Polemique sur la certification halal des produits importés: MUI encourage un traitement équivalent pour les producteurs locaux
JAKARTA - Au milieu de l’afflux des échanges mondiaux, la question de la certification halal est de nouveau au centre des discussions. L’Institut de l’évaluation des aliments, des médicaments et des cosmétiques (LPPOM) MUI a fermement demandé au gouvernement indonésien d’appliquer le principe d’équité et d’égalité (traitement égal) en ce qui concerne les obligations de certification halal, en particulier à la suite de l’accord commercial entre l’Indonésie et les États-Unis (États-Unis).
Cette question est cruciale car elle concerne le droit des consommateurs d'obtenir des informations sur les produits transparents et la protection des entreprises nationales.
Les points sur les incohérences potentielles des règles
La directrice générale de LPPOM MUI, Muti Arintawati, a souligné le contenu du protocole d’entente (MoU) qui est jugé potentiellement incompatible avec le règlement gouvernemental n° 42 de 2024. Dans la réglementation nationale, les produits cosmétiques, les instruments de santé et les services de distribution doivent avoir un certificat halal, tandis que les produits non halal doivent indiquer clairement les informations sur l’emballage.
MUI s'inquiète de l'existence de certaines exceptions pour les produits originaires du pays de l'oncle Sam, telles que:
Exemptions de certification: pour les catégories de cosmétiques, d'instruments médicaux et de certains produits alimentaires non animaux.
Étiquetage : Absence d'obligation d'indiquer « non halal » sur certains produits.
Surveillant halal : Le potentiel de suppression de l'obligation d'avoir un surveillant (superviseur) halal dans l'entreprise.

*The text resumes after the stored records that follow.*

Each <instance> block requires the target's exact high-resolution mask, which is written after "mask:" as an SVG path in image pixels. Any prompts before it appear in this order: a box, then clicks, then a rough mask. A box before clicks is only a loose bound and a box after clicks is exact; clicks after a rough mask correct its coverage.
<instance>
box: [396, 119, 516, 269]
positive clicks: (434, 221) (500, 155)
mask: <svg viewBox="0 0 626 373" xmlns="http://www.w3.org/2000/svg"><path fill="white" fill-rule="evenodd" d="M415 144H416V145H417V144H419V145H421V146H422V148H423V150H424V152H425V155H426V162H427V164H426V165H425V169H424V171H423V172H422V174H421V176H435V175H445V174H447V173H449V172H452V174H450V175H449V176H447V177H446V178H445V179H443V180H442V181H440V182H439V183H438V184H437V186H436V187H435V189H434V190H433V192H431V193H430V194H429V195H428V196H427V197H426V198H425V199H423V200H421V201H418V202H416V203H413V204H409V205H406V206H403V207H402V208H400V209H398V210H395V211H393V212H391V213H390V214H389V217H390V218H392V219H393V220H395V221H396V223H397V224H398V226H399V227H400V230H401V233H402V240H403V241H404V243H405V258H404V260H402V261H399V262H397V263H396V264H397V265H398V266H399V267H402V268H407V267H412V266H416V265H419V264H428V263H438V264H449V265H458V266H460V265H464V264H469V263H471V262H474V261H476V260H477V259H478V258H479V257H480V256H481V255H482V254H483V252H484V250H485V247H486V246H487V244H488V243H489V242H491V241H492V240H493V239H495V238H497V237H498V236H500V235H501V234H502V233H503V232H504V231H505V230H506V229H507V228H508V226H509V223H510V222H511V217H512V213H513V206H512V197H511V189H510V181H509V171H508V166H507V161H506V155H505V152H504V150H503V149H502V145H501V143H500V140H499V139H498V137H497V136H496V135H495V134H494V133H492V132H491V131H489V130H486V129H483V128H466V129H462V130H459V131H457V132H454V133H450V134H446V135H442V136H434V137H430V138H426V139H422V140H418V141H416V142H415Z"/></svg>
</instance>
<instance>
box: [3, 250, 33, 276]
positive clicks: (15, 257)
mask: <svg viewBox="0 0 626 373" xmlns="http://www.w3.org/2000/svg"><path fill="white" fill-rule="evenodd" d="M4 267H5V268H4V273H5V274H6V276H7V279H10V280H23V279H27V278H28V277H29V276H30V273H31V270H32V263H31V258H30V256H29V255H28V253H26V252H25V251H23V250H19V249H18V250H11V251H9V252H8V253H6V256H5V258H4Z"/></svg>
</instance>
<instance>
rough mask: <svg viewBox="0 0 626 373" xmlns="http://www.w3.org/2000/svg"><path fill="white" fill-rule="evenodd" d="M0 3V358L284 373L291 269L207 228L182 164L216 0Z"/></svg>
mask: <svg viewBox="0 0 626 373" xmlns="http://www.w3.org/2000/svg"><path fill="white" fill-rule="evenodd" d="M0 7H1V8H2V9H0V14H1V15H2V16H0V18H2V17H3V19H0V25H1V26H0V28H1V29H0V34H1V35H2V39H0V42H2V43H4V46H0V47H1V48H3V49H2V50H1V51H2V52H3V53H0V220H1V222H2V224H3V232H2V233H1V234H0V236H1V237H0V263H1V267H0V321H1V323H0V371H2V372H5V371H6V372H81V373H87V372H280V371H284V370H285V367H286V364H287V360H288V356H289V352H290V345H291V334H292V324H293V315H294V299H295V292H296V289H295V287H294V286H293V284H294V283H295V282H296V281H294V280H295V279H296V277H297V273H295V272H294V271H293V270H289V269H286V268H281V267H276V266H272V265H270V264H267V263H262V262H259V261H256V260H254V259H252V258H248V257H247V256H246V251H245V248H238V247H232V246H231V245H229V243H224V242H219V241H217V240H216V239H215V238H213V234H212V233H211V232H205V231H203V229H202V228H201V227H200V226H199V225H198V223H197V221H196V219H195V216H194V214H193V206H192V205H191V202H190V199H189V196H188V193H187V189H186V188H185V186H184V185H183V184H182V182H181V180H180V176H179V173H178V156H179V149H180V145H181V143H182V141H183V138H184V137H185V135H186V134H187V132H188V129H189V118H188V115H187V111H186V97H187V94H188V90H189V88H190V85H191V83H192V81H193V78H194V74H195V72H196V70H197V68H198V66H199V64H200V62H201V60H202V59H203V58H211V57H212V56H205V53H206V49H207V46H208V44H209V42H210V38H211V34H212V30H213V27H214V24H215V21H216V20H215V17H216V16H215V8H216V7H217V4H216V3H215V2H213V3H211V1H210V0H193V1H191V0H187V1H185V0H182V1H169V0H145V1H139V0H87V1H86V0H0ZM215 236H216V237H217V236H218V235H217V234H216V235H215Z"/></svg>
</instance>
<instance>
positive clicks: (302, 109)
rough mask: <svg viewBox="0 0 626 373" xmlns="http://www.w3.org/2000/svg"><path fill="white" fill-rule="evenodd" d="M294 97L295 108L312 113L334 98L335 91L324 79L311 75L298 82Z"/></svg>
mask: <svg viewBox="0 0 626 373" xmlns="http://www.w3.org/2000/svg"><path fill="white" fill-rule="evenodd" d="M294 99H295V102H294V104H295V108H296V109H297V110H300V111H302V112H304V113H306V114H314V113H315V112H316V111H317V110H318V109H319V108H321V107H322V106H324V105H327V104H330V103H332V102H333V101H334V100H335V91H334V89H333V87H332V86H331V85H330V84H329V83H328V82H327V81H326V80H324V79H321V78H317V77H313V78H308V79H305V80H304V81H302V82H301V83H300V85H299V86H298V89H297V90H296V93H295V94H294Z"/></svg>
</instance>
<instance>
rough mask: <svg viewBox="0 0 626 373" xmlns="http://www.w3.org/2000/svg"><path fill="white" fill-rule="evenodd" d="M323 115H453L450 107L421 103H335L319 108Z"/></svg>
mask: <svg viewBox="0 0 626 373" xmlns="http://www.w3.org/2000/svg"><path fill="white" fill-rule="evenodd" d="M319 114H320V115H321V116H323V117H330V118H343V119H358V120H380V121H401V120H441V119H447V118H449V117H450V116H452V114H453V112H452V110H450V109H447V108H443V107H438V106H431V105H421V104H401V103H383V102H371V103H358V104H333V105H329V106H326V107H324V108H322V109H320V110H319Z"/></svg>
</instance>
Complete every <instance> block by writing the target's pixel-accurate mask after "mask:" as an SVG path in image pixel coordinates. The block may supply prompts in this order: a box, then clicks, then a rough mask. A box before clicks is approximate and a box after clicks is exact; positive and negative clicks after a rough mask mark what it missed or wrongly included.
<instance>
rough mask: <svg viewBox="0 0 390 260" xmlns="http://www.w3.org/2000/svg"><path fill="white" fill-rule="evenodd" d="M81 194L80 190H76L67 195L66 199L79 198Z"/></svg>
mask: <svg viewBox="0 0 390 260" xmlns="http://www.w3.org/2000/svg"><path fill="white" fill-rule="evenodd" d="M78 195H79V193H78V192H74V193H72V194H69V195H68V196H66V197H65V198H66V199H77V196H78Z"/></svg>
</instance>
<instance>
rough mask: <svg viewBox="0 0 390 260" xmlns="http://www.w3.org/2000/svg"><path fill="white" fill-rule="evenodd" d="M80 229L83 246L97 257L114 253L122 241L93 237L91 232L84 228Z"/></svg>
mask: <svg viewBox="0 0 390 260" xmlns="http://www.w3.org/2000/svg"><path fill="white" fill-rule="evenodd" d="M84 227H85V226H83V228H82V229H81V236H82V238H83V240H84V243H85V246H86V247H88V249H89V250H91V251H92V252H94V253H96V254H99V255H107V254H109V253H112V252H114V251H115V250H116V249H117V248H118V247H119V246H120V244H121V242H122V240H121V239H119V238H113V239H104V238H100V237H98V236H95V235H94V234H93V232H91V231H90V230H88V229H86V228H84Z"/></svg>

« Cette condition peut provoquer un déséquilibre de la concurrence. Les producteurs locaux doivent suivre des règles strictes, tandis que les autres parties reçoivent des exemptions. Il est également risqué d’être poursuivi au niveau de l’OMC car il est considéré comme discriminatoire », a expliqué Muti.
Clarification du gouvernement : « Tout reste obligatoire halal »
En répondant à ces inquiétudes, le secrétaire du cabinet (Seskab) Teddy Indra Wijaya a donné une clarification ferme. Il a déclaré que l’information concernant les produits américains qui peuvent circuler librement sans certificat halal n’est pas correcte.
« Les produits qui sont obligatoirement certifiés doivent toujours indiquer un label halal officiel, qu’il soit publié par un organisme aux États-Unis ou par une autorité indonésienne », a déclaré Teddy.
Les principaux points du gouvernement sont les suivants:
Étiquetage obligatoire: les produits alimentaires et les boissons doivent toujours avoir un certificat halal conformément à la réglementation.
Institutions internationales : Les certificats peuvent être délivrés par des institutions reconnues aux États-Unis, telles que Halal Transactions of Omaha (HTO) ou le Islamic Food and Nutrition Council of America (IFANCA), qui sont ensuite reconnus de manière réciproque.
Devenir un consommateur plus intelligent
Pour les personnes qui adoptent un mode de vie halal, cette dynamique réglementaire est un rappel à toujours être minutieux. Assurer l’existence d’un logo halal officiel sur l’emballage — que ce soit pour des produits locaux ou importés — est une étape simple mais importante pour maintenir la commodité de la consommation quotidienne.
À l’avenir, la synchronisation entre les accords internationaux et les réglementations de protection des consommateurs dans le pays sera la clé pour que les produits locaux ne soient pas « étouffés » chez eux, tandis que les consommateurs obtiennent toujours une sécurité alimentaire optimale.